Jacobs, Vakalisa and Gawe (2011) contend that reflective practice offers the opportunity to renew the teaching practice and to understand the effects of their teaching. It also provides information on how teachers connect with learners meaningfully thus promoting sound teaching and learning practice. Akbari (2007) suggests that reflective practice will make teachers question clichés acquired during formative years and thus, also enable them to develop more informed practice. Yang (2009) indicates that critical reflection does not come naturally to many, therefore appropriate opportunities for reflection should be provided. This suggests that reflectivity is a skill that needs to be acquired by learning and not by automatic occurrence. By adopting reflective practices, the educator imparts inspiration among learners, so as to enable them to practice the same in their profession. Reflection then connects new learning experiences to previous learning and, ideally, results in the transformation of information into meaningful knowledge. “Reflection is seen as a process of reconstructing classroom enactments, including both cognitive and affective dimensions” and “to learn from reflection on experience” (Lowery, 2003, p. 23).
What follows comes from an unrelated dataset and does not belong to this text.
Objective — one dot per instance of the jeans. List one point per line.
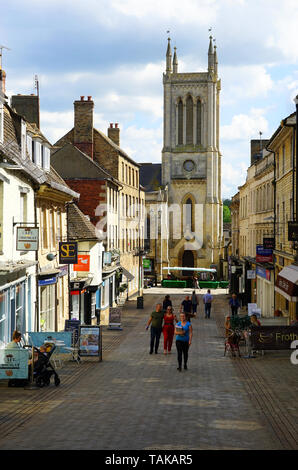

This is reflection-on-action (Schon, 1983) or guided reflection and it leads to “greater student achievement and success in the classroom. Benefits from reflective teaching include increases in confidence, autonomy, and self-efficacy for teachers…students benefit by reflecting on their own learning to make sense” (Lowery, 2003, p. 29) of their discipline.

Research has been conducted on reflective teaching as an essential part in teachers’ professional development, (Griffiths 2000; Akbari 2007; Killen 2007; Jacobs, 2011). Little has been done to investigate student reflective experiences. Griffiths (2000) argues that reflection is taken for granted rather than being made explicit. There is an assumption that leaners will automatically reflect on their practices. Adopting a mixed method qualitative approach, the aim of this chapter is to delve on the current scenario of the reflective practices and technology integration in management education. In doing so, this research study hopes to contribute on the discourse on reflective practice and technology integration in management education programme. It also aims at suggesting strategies that could assist management students to become reflective managers.


Literature Review

Teachers have assisted learners to reflect through the use of student journals, individual and group feedback sessions, case analyses, and other activities (Sparks-Langer and Colton, 1991). One example of this is the use of question prompts and teacher affirmations such as “Why do you think that happens?” and “You can learn from what doesn’t work for you.” (Canning, 1991, p. 19).